About six months prior to the March 29 burglary, Mr. and Mrs. Ortiz had a security video camera installed in their home, which recorded the view from the front of their property. Whenever Mr. and Mrs. Ortiz left the house, they turned on the security camera.  On the date in question, Mrs. Ortiz turned on the security camera when she and her husband left the house to go to the police station and the security camera remained on until police officers arrived after the burglary.  The videotape from the security camera was admitted into evidence at Appellant=s trial.  The videotape shows the Ortizes leaving their house in separate vehicles.  Approximately thirty minutes later, a man is seen walking up the driveway to the front door of the Ortiz house.  The man then walks around the side of the house toward the back, outside the view of the security camera.  The man then walked back to the front door in view of the camera and then again walks around the side of the house out of view.  Approximately thirty-five minutes later, the videotape shows Mrs. Ortiz returning, entering the house, then leaving, and calling the police.  The videotape also shows the police arriving and entering the house.  Mr. Ortiz and police officers testified that a person leaving through the front of the property would have appeared on the videotape given the scope of the security camera=s view.  The State argued at trial that based on witness testimony the only way to exit the property without being recorded by the security camera, was by jumping over the four to four-and-a-half foot rock wall surrounding the Ortizes= backyard, which drops down nine to nine-and-a-half feet into the rear concrete drainage ditch, or by exiting on the side of the property through shrubbery.

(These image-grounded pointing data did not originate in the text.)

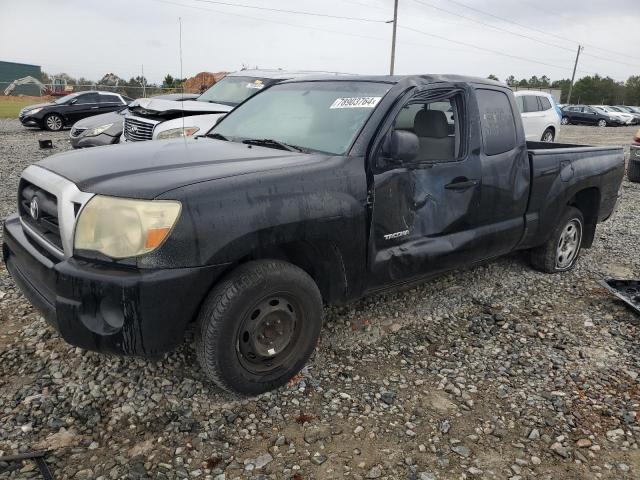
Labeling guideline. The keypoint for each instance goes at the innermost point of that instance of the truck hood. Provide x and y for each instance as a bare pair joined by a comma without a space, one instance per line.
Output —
148,169
159,107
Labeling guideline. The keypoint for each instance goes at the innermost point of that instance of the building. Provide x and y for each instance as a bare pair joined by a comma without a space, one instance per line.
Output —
10,71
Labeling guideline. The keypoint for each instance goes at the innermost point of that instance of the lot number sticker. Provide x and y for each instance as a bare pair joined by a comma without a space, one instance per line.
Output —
356,102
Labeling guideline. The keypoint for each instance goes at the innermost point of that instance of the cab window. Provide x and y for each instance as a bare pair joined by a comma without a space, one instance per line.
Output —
497,121
436,124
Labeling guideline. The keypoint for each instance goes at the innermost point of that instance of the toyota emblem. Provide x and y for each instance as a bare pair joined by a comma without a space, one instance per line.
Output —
33,208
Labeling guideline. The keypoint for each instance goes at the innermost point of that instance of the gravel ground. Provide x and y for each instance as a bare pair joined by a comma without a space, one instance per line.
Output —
496,371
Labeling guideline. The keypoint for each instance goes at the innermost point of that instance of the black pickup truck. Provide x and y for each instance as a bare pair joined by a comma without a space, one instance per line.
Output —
316,190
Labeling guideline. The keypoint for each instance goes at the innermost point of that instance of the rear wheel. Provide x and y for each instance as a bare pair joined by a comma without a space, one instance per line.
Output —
548,135
259,326
561,251
53,122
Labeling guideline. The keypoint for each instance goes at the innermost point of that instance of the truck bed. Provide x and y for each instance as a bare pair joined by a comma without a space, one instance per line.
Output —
565,174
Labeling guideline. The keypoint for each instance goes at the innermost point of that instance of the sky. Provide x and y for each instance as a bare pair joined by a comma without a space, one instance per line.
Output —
90,38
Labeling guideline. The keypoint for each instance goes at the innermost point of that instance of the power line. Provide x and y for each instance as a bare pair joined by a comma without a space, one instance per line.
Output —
496,52
492,26
500,29
295,12
544,32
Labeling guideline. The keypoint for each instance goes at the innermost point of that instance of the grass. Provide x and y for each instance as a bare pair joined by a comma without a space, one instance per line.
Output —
10,106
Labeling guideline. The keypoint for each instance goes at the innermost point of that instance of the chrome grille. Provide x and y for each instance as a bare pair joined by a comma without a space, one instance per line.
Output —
76,132
51,220
136,130
39,210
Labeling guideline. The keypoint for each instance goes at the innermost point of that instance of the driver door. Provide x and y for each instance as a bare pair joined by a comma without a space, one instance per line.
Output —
425,211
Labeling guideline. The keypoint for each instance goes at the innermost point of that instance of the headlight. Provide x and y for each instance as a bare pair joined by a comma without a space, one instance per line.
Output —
177,132
121,228
98,130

Mr. Ortiz testified that when he and his wife were leaving the house on Thursday, March 29, 2001, to go to the police station, he noticed a gentleman watering trees in front of the adjacent house.  Though they had never met, Mr. Ortiz assumed that the man, later identified as Appellant, was his neighbor.  On the following night, Friday, March 30, 2001, Mr. Ortiz and his family went out for pizza and when they returned home, Mr.